Au-delà des ambitions politiques immédiates, l’opposition de style entre ses deux disciples de l’école socialiste est peut-être passée par là. Khalifa Sall incarne le politicien classique, la vieille école faite de meetings et autres ‘’accessoires’’. À l’opposé, BTD, c’est la fougue de jeunesse, l’homme politique 2.0. Dias fils voudrait impulser un souffle nouveau, apporter sa touche personnelle, être une force de proposition.
C’était d’ailleurs le cas lors de son ‘’Sampou national’’ pour le lancement de la vente des cartes de membre de son mouvement Sénégal Binu Bokk.
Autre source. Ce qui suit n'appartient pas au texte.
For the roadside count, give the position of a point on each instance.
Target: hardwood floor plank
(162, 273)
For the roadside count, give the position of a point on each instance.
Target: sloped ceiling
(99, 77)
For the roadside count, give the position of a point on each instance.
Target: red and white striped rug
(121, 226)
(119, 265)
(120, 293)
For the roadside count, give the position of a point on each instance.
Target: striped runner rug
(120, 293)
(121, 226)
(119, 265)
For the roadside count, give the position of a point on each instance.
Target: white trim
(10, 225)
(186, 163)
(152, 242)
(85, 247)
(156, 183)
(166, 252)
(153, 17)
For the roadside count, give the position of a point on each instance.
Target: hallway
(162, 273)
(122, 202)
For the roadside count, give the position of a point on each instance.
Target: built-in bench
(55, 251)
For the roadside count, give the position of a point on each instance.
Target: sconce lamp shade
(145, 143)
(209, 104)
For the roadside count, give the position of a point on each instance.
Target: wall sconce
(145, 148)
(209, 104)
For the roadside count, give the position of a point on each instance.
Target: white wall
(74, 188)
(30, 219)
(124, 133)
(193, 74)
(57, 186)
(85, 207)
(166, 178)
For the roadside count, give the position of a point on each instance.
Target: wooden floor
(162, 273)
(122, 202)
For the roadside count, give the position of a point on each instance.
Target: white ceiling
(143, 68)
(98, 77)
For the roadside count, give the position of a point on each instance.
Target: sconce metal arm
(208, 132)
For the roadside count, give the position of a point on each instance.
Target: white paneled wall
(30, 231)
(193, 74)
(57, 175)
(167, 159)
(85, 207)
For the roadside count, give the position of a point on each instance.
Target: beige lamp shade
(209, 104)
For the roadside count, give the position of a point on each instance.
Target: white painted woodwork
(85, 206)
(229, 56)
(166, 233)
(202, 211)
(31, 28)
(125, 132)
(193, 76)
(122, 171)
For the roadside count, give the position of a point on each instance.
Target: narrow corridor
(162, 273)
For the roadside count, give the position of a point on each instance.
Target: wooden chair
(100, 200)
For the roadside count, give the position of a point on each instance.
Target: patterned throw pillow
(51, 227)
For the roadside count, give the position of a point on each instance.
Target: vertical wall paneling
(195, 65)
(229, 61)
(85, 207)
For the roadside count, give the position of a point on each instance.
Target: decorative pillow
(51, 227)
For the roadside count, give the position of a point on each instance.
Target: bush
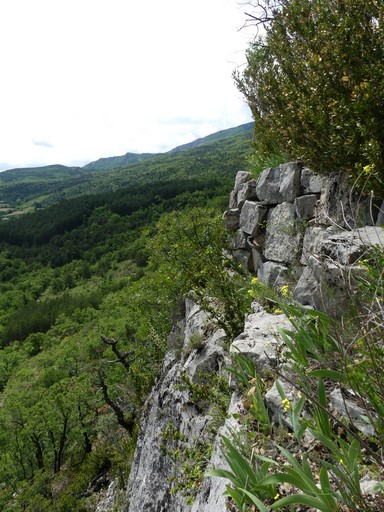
(315, 83)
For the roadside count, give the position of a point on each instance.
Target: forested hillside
(85, 312)
(24, 190)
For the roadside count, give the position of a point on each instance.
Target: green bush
(315, 84)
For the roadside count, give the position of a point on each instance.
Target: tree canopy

Adieu à la mairie de Dakar…
Même si Barthélemy Dias et Taxawu Sénégal ont perdu la mairie au profit de Pastef, ils pourraient récupérer leur précieux bastion en moins de deux ans. Car les prochaines élections municipales arrivent en 2027. Il est clair que cette rupture entre les deux hommes fragilise d’ores et déjà les maîtres de la capitale (2009-2025) dans l’optique des futures échéances territoriales.
Toujours est-il que 2027 est déjà une opportunité pour les nouveaux protagonistes de s’adonner à un vrai duel au niveau national – mais aussi et surtout pour la reconquête de la capitale. Même s’il est improbable de jouer un vilain tour au Pastef lors de cette échéance, Barth et Khaf, dans cette compétition, connaîtront qui est le vrai ‘’borom ndakarou’’.
Mais en politique, il ne faut jamais dire jamais : on a souvent droit aux alliances les plus loufoques.
Cependant, 2027 ne serait qu’un premier round. Juste deux années plus tard, l’élection présidentielle fera son retour. BTD et son ancien mentor croiseront sans doute encore le fer. Une ultime bataille qui viendra sans doute mettre définitivement fin à ce clash, quelle que soit l’issue du scrutin de 2029.